# Lots of unwanted Noise!!



## Stratin2traynor (Sep 27, 2006)

I moved into a new house last year and haven't had too much time to play since then. Until recently. My "music room" has several outlets (it used to be a home theatre so there are wires everywhere. In any event, every outlet except for one adds a lot of noise to my set-up. A LOT. I can't run everything from that one outlet so I was wondering if there is an easy fix solution for this.

The previous owner used mostly CFL lights. I've changed a lot fo them but not all. I just don't like them. Does anyone know if CFLs can create noise?

I've read in the past about Line Conditioners that eliminate noise but that was during the Monster Cables propaganda days. I don't know if there is any real science behind line conditioners. 

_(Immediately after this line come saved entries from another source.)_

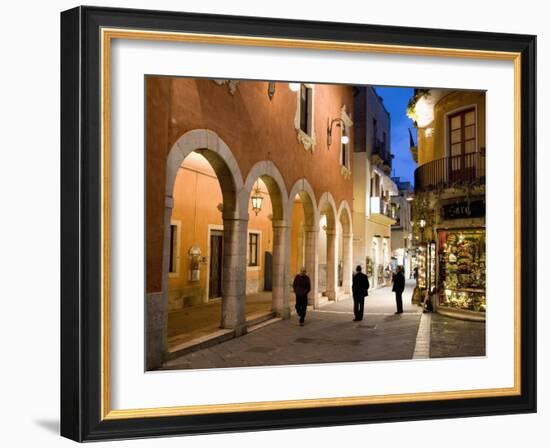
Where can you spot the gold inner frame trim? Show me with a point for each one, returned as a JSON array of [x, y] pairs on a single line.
[[107, 35]]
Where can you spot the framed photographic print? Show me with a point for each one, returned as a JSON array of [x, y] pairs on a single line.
[[276, 224]]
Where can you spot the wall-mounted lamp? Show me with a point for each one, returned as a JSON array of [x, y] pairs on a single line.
[[339, 123], [257, 199], [294, 86]]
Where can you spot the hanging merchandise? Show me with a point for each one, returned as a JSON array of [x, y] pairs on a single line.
[[462, 269]]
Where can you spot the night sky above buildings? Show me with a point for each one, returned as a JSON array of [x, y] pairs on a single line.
[[395, 102]]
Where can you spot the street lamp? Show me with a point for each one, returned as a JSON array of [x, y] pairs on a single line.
[[257, 199], [339, 123]]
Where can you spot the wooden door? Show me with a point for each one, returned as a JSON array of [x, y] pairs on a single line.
[[216, 264]]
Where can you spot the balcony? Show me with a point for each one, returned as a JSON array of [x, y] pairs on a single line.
[[450, 172], [382, 212]]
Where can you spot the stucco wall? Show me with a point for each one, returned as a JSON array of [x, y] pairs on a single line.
[[196, 196], [253, 127]]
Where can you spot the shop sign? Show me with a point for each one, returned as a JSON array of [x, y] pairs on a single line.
[[463, 210]]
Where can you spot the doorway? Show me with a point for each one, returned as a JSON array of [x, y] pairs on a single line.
[[216, 264]]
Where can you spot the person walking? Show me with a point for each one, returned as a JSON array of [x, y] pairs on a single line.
[[302, 286], [360, 288], [398, 287]]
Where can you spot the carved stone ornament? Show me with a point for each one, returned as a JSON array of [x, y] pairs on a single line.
[[346, 172], [306, 140], [230, 83]]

Any advice would be appreciated. Thanks


----------



## Fader (Mar 10, 2009)

Yes CFLs do create noise, along with battery chargers, radios, TVs, motors, etc.
Electrical noise can be classified in two groups. Radiated and conducted.

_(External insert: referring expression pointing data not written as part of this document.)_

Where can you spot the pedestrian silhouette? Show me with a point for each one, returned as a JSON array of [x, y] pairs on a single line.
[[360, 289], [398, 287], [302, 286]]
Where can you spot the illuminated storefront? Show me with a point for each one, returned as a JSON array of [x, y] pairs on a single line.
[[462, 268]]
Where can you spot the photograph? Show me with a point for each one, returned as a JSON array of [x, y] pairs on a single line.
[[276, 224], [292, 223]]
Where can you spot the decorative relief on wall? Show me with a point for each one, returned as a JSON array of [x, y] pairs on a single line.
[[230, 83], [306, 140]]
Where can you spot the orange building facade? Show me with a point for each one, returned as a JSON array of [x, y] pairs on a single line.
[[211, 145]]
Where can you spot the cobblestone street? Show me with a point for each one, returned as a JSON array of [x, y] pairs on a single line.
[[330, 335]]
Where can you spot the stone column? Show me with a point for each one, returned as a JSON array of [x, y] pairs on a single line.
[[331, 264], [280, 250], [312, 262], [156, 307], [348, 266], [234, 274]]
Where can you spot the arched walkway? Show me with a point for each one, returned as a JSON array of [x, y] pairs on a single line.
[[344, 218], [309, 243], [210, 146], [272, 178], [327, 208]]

Radiated travels through the air and conducted travels along the power conductors.

A line conditioner will only eliminate the conducted variety.


----------



## Gizmo (Aug 7, 2008)

First thing I'd be doing is getting one of those cheap testers from the Source that plug into a mains outlet and tells you if it is wired correctly.

is the socket that is ok on a separate circuit??

Is there something like a fridge on the noisy circuits??


----------



## dtsaudio (Apr 15, 2009)

Absolutely agree with Gizmo. Get the three prong tester. It's been my experience with a lot of home theater guys that they disconnect the grounds to avoid ground loop hum in their systems. It's possble that if the HT room were done by a DIY'er that is what's happening.


----------



## hummingway (Aug 4, 2011)

I use a Furman Power conditioner in my studio. Helps prevent voltage flucuations and gives you a cleaner sine wave. Dimmer switches are another source of noise.


----------



## Stratin2traynor (Sep 27, 2006)

Thanks for all of the info. I do have one of those plug testers somewhere. Time to dig it up. Unfortunately it'll be a little time consuming to see what's on the circuit but I may have to try that as well. It's my understanding that half of the basement is on one circuit while the other half shares a couple. I dread spending the day trying to sort all of that out. Might be necessary though."Furman Power Conditioner" sounds expensive but possibly worth it.


----------